Tests as a proxy of added values

In test-driven development, each meaningful feature (whether that is a small function in the case of unit-testing or an actual feature for users under a high-level functional test) should have a corresponding test set. So an idea I recently came to my mind is to use the size of test code as an approximation for the added value. Then, an equation for the bonus point can be like below:

score = k1 * number_of_new_test_cases - k2 * net_amount_of_code_added

k1 and k2 are some positive coefficients. So, for example, for a pure refactoring change, the number_of_new_test_cases will be zero, but the net_amount_of_code_added will usually be negative through applying DRY rigorously. On the other hand, when actively adding several base features in an early phase, both values will be positive in most cases.

At this point, I should admit that I’ve never succeeded in entreching the TDD in some projects I introduced it to nor had a luck to work in a team with it already established. I think TDD can be very beneficial, but again I’m not in the position of asserting that. Still, if you’re already doing it and reaping some benefit from it, then another merit of this approach, that it also encourages adding tests for any new feature or function, will appeal to you.

Conclusion (or rather lack of it)

The Boy Scout Rule by Uncle Bob is a wonderful motto, but hard to keep following in reality. I think depending purely on an individual’s discipline and conscience for improving the codebase of a team-based project is a losing battle. Since there are usually quice a few existing incentives for an easy/quick/short-term achievement, which can be detrimental to a long-term quality of the codebase, there should be systematic incentives which can counter-balance those and reinforce one’s resolve to keep the code clean.

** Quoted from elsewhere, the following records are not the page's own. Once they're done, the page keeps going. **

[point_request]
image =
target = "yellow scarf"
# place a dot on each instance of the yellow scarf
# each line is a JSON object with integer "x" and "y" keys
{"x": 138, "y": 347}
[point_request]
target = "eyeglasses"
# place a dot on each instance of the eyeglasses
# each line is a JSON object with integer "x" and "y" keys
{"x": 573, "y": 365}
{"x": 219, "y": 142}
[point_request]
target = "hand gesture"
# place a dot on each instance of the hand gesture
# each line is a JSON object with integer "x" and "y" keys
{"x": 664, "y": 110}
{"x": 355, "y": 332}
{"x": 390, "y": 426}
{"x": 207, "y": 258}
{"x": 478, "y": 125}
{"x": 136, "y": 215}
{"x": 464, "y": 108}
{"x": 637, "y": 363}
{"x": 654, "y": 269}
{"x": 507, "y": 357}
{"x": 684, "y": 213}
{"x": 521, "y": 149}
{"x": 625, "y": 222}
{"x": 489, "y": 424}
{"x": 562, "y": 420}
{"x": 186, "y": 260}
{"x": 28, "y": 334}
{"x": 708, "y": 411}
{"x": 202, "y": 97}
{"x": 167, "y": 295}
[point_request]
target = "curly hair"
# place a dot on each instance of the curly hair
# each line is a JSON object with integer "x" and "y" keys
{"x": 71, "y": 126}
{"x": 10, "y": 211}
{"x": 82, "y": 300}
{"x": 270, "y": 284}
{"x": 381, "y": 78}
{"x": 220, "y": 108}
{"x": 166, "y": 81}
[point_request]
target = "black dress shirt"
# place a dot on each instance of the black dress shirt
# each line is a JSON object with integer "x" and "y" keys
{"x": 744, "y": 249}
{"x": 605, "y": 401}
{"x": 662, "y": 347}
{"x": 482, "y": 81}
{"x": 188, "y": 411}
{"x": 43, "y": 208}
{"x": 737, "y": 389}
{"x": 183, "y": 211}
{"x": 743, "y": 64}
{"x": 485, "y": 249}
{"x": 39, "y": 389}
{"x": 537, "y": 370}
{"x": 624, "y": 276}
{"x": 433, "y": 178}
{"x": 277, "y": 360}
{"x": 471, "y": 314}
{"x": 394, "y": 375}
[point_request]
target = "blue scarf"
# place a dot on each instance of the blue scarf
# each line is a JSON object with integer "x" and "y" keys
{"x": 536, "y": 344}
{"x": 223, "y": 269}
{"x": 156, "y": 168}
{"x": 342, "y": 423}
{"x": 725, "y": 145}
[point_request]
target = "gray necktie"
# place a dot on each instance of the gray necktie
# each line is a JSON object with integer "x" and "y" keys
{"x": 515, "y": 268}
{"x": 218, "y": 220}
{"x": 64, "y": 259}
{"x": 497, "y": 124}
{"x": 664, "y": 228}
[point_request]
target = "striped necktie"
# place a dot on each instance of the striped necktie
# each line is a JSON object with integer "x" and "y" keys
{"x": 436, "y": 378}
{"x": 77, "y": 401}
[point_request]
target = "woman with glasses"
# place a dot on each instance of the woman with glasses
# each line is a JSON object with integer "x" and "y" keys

There are other ways of fighting against the tendency of code complecting like dedicating some portion of time to paying technical debt or having a dedicated sprint/iteration for it periodically. But, it’s usually better to deal with one right off the bat once you find it, as long as some critical deadline is not impending. How do you guys think of this approach? Do you have any other tips or ideas to keep code simple in spite of our very human nature of going easy and complecting?

(This article has also been posted to my personal blog.)